Humanist Discussion Group, Vol. 9, No. 115.
Center for Electronic Texts in the Humanities (Princeton/Rutgers)

[1] Subject: humanities computing and the Internet
From: Willard McCarty <mccarty@phoenix.princeton.edu>
Size: 60 lines
[2] Subject: Defining Disciplines
From: Maris Roze <maris@devry.com>
Size: 8 lines

From: Willard McCarty <mccarty@phoenix.princeton.edu>
Date: Wed, 23 Aug 1995 09:26:19 -0400
Subject: humanities computing and the Internet

In response to Roy Flannagan in Humanist 9.113. Roy has given us Windows 95,
the communications business, Internet on Wall Street, text encoding and the
TEI, the story of the Tower of Babel (read in a rather unusual way), and the
Global Village. Flames? I think the wind generated by moving from item to
item would blow out any flame that might result from the annoyance of anyone
with a less agile mind. Perhaps a few tangential remarks are possible.
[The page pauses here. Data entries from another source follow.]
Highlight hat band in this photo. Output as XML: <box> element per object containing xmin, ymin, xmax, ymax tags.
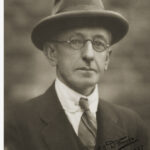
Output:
<box><xmin>57</xmin><ymin>5</ymin><xmax>104</xmax><ymax>13</ymax></box>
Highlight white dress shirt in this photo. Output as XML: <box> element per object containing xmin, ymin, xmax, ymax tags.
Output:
<box><xmin>55</xmin><ymin>78</ymin><xmax>99</xmax><ymax>135</ymax></box>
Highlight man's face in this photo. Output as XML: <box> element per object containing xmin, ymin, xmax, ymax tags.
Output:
<box><xmin>44</xmin><ymin>28</ymin><xmax>111</xmax><ymax>95</ymax></box>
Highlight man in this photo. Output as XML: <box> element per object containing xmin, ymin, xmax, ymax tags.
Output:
<box><xmin>6</xmin><ymin>0</ymin><xmax>148</xmax><ymax>150</ymax></box>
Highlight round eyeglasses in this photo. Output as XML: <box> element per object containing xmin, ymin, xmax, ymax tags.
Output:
<box><xmin>51</xmin><ymin>39</ymin><xmax>110</xmax><ymax>52</ymax></box>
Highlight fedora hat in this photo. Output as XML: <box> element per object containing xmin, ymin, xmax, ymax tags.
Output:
<box><xmin>31</xmin><ymin>0</ymin><xmax>129</xmax><ymax>50</ymax></box>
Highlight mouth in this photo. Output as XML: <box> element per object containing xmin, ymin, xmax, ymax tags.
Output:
<box><xmin>77</xmin><ymin>67</ymin><xmax>97</xmax><ymax>72</ymax></box>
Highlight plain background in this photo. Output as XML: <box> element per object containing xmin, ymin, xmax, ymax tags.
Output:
<box><xmin>4</xmin><ymin>0</ymin><xmax>150</xmax><ymax>138</ymax></box>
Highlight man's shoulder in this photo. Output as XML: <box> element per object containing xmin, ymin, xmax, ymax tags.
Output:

As the Internet-related stock trading climbs, is the signal-to-noise ratio
on the Internet falling? As with many other aspects of the Internet, it is
getting increasingly difficult to tell. The other day I received an e-mail
message from someone promoting the use of that medium in order to make
fantastic (lit., having the nature of a fantasy) amounts of money.
Netiquette, he asked? Why, yes, I've been bumped off many service providers'
machines, but, hey, who cares? There are so many of them these days, he
declared helpfully, you just find another and get back to business. So do
what I do, he said.

It's hard to know what sense to make out of McLuhan's term "global village".
We once had an international online community that felt like one -- when,
for example, I was mccarty@utorepas, like Alcuin of York (make the
appropriate adjustments). It remains to be seen whether the new Humanist
will operate in the same kind of village-like way. As a whole, though, the
sense of a special life in an isolated, global village is rapidly
disappearing under pressure from more aggressive "communities" with
pretensions to urban sprawl. O tempora, o mores! of course; one can always
complain. Those old-time Humanists with some memory left may recall,
however, that we hashed our way through the same sense of a vanishing
paradisal world several times as Humanist itself grew. Intermittently we had
to fight off those who were arguing for the triviality of Humanist by
pointing to what seemed a poor signal-to-noise ratio. I recall quoting the
anthropologist Jan Vansina, who cautioned that it is first necessary to
understand the character of a tradition before we begin worrying about the
truth value of what it transmits (see CHum 26: 213). When we cannot make
sense of a communications medium from its tenor, we should look at the
vehicle. A good example is the telephone.

The Tower of Babel story is tricky. As Roy well knows (having read his
Milton, and other people's Milton for a long time) it is one of the many
biblical stories of the Fall. The ziggurat, as we now know to call it, was
among other things an image of frightful oppression and evil ambition. I
don't think we want to attribute either to the TEI. Its desire (if I may
presume) is to provide an esperanto, a metalinguistic kit full of hope, with
perhaps the means for us to be more like our colleagues were before the
world's first highrise office building threatened world-dominion of a kind
we don't even want to think about but have to.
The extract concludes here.